The Colossal Book of Math tackles a wide range of topics in its twelve sections, each strikingly brought to life by Gardner’s sharp insight. Gardner expertly leads us through complex and wondrous worlds by starting with topics that appear to be simple: using basic algebra, we consider the fascinating, frequently hilarious, linguistic and numerical possibilities of palindromes; using simple geometry, he dissects the principles of symmetry that the renowned mathematical artist M. C. Escher uses to create his unique, dizzying universe. Few contemporary philosophers combine a deep aesthetic, and imaginative impulse with a strict scientific skepticism like Gardner does. For instance, in his breathtaking investigation of “The Church of the Fourth Dimension,” he masterfully imagines the geographical possibilities of God’s presence in the world as a fourth dimension, at once “everywhere and nowhere,” bridging the gap between the worlds of science and religion.

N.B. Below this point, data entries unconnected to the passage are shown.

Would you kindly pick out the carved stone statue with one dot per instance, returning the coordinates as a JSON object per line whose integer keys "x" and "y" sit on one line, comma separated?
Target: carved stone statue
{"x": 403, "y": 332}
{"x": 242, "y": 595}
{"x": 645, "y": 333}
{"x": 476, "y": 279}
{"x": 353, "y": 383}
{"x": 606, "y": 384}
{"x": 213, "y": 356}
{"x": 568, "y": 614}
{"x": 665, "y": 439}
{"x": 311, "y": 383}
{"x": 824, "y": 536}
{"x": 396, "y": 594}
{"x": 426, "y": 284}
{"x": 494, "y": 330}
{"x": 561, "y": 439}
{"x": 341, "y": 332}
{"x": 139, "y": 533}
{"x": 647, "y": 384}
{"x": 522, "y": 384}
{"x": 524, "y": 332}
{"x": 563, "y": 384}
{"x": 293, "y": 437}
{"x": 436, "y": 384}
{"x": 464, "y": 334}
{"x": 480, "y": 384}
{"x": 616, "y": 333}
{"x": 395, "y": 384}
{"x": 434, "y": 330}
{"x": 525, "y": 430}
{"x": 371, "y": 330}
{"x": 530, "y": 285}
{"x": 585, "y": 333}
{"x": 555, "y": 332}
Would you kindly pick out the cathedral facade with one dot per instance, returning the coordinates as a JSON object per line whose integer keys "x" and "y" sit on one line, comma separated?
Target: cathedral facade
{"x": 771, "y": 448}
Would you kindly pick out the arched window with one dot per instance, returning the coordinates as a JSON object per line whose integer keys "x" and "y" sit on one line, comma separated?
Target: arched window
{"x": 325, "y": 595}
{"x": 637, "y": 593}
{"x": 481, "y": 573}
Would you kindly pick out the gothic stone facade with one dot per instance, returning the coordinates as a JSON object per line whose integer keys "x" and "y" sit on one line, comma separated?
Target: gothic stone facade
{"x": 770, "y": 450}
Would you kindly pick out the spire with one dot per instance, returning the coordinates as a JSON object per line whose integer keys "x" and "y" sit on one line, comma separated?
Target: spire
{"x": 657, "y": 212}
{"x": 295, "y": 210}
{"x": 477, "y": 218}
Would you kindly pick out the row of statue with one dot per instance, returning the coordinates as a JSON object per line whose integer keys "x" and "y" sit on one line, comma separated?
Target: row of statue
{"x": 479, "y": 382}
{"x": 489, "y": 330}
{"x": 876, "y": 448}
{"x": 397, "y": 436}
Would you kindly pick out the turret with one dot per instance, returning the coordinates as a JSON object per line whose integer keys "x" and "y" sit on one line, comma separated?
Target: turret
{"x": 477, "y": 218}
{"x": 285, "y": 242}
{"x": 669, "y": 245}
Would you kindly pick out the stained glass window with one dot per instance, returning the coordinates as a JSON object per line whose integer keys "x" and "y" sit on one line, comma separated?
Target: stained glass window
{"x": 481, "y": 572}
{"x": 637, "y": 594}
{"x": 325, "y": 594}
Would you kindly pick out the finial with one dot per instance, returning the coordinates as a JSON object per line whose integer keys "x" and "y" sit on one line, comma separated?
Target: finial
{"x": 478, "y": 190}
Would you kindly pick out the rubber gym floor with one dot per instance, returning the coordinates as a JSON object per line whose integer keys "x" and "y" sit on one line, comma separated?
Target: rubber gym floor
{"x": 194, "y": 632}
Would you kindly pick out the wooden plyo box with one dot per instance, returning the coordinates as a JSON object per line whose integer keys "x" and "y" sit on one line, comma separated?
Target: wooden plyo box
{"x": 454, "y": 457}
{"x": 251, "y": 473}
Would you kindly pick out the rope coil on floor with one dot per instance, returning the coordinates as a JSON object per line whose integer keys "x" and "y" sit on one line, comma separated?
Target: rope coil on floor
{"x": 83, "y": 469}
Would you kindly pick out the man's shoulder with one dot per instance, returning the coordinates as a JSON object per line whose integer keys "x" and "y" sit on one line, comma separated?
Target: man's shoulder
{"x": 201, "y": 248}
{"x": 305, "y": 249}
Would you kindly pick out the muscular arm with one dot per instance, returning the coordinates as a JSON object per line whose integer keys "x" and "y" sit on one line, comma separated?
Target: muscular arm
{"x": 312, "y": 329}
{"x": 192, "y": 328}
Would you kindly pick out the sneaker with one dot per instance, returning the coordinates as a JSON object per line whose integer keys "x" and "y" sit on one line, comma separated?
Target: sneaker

Gardner enables the reader to further engage difficult subjects like probability and game theory, which have bedeviled shrewd gamblers and illustrious mathematicians for generations, with unlimited wisdom and his signature humor. Gardner consistently demonstrates his ferocious intelligence and sweet humor, whether disproving Pascal’s wager with elementary probability, creating musical patterns with fractals, or unraveling a “knotted doughnut” using basic topology. Hexaflexagons, “Nothing,” and “Everything,” as well as the reassuringly familiar “Generalized Ticktacktoe” and “Sprouts and Brussel Sprouts” are both confronted in his writings. He expertly navigates these mind-bogglingly obscure themes, and with addenda and recommended reading lists, he enriches these great essays with a fresh perspective.
Gardner is admired by mathematicians, physicists, writers, and readers alike for his immense knowledge and insatiable curiosity, which shine through on every page. The Colossal Book of Mathematics is the largest and most thorough math book ever put together by Gardner and remains a vital resource for both amateur and experienced mathematicians. It is the product of Gardner’s lifetime passion for the wonders of mathematics.”